"Mexico Business Opportunities
And Legal Framework"





XIII. EXCHANGE CONTROLS

EXCHANGE CONTROL REGIME

Convertibility is not restricted in Mexico nor was it ever controlled except for a relatively short period after the decree of December, 1982, which was totally abrogated in November 10, 1991. Moreover, no requirements exist for registering direct foreign investment made in foreign currency to pay dividends or repatriate capital investments.

The Monetary Law states that any dollar-denominated operation payable in Mexico may be paid in pesos at the exchange rate of the day of payment. For such purpose the Bank of Mexico publishes the official exchange rate daily in the Official Daily Gazette.

Nevertheless the parties may agree to make payments in foreign currency to be paid outside of Mexico, in which case the Monetary Law would not be applicable.

The official monetary policy of the government to date is a floating peso. At present different alternative monetary regimes are being discussed.

Foreign currency may be purchased from authorized banks and exchange houses at quoted rates and upon availability of such foreign currency.
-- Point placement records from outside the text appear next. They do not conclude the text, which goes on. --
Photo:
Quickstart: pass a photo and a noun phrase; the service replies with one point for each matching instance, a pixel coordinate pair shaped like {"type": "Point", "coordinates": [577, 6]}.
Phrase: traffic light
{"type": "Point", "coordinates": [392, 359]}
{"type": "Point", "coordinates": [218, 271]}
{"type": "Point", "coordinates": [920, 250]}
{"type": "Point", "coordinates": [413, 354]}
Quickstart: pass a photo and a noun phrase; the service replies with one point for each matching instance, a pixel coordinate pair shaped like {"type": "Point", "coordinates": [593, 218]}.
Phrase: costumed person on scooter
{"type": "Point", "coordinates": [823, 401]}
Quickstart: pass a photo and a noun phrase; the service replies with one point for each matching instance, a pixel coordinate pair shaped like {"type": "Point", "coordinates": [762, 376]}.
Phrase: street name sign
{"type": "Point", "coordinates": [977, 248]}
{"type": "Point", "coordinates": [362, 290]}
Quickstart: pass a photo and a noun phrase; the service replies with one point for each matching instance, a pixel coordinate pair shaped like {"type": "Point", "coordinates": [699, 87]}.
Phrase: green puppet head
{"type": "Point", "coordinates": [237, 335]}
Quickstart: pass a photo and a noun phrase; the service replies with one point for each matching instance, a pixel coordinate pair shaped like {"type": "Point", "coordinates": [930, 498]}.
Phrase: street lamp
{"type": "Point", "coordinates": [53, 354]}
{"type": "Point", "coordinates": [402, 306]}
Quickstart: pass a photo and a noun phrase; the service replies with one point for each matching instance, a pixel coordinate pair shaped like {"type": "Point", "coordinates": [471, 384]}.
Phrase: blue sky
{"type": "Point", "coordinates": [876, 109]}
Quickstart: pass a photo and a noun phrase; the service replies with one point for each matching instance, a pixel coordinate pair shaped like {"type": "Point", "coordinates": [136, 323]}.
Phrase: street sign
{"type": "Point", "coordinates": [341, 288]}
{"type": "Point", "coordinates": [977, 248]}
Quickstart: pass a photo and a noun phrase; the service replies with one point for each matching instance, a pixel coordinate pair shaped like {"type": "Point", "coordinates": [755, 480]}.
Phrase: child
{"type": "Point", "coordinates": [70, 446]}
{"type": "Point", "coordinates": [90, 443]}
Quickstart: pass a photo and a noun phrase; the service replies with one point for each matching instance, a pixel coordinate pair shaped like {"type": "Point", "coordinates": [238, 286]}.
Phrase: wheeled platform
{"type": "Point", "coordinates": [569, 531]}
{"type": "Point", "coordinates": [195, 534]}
Although there is no exchange control, bank accounts may not be denominated in foreign currency, except in a few cases for individuals and for maquiladoras on the border.



CAPITALIZATION AND PAYMENT OF DIVIDENDS

Apart from the general capitalization requirements discussed in Section XII.A.4.b. hereinabove, no capitalization requirements apply before a dividend is paid.

Dividends to foreign shareholders are not taxed when distributed, if they are paid from a net taxed profit account. (See Section XIV.C.4.m. hereinafter).

There are no limitations on capital remittances imposed when operations are wound down or dissolved.







"Mexico Business Opportunities
And Legal Framework"




XV. LABOR

The labor force in Mexico is generally young (one half of the population is under 20) and readily available for unskilled and semi-skilled work throughout the country. Skilled and managerial level employees are also available in the large metropolitan centers.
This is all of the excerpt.